The Island

Nestled between the North and South forks of Long Island, Shelter Island is protected from coastal storms and accessible only by ferry.

From the moment you get on the ferry, you feel like you have entered a different world, more like a small town in northern New England than an island on the doorstep of the Hamptons and New York.

Within easy access to the wealth of cultural, dining, shopping, beaches and vineyards of the North Fork and the Hamptons, it remains untouched by the more frenetic pace one finds “off island.”

In fact many people refer to Shelter Island as the “Anti-Hamptons.” “Quiet, windswept and casual” and “calmer, cooler and less crowded” are descriptions that New York Magazine has used to describe the island.

Shelter Island has become pretty darn popular. Amazingly, however, it’s still pretty darn idyllic. You can enjoy its pleasures in one of two basic ways. Check into Andre Balazs’s Sunset Beach and hobnob with South Shore celebrities and Euro imports plucked from Positano. Or slum it at one of the local inns like the Chequit, in the Heights, and forgo shrimp summer rolls and salsa for a game of pool and a burger at The Dory restaurant.
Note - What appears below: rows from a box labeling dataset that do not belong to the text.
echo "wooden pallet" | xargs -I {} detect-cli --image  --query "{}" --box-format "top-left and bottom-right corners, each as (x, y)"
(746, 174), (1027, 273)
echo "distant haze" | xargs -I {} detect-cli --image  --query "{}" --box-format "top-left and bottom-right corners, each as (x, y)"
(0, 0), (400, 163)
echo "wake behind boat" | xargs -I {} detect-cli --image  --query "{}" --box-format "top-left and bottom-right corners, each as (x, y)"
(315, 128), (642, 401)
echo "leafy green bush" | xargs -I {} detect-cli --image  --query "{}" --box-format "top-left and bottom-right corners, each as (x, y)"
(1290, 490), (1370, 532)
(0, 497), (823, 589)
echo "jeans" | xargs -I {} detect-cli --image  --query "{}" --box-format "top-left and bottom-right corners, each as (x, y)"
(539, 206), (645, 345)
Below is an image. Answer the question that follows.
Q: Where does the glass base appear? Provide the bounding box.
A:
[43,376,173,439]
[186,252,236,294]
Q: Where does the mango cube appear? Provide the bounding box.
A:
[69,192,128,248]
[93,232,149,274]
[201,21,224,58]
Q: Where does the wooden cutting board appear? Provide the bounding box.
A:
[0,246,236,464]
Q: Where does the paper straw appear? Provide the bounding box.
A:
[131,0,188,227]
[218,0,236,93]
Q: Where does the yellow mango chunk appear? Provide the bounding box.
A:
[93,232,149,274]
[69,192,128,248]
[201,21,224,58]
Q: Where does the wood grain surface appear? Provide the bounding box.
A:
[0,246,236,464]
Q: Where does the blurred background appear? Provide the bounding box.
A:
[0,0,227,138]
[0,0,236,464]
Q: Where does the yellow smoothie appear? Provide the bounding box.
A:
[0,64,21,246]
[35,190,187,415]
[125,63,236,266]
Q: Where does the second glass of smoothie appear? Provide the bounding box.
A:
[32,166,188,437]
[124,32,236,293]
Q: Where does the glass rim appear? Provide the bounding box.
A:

Either way, this surprisingly hilly island sandwiched between Long Island’s North and South Forks is a perfect mix of low-key charm and four-star setting. The beach is not the silk sand of the Hamptons, but calmer Peconic Bay is better for sailing and windsurfing.

Get a guided two-hour kayak tour of the island, much of which is actually a nature preserve, or bike out to Little Ram Island to the east for a drink at the colonial Ram’s Head Inn, famous for its view.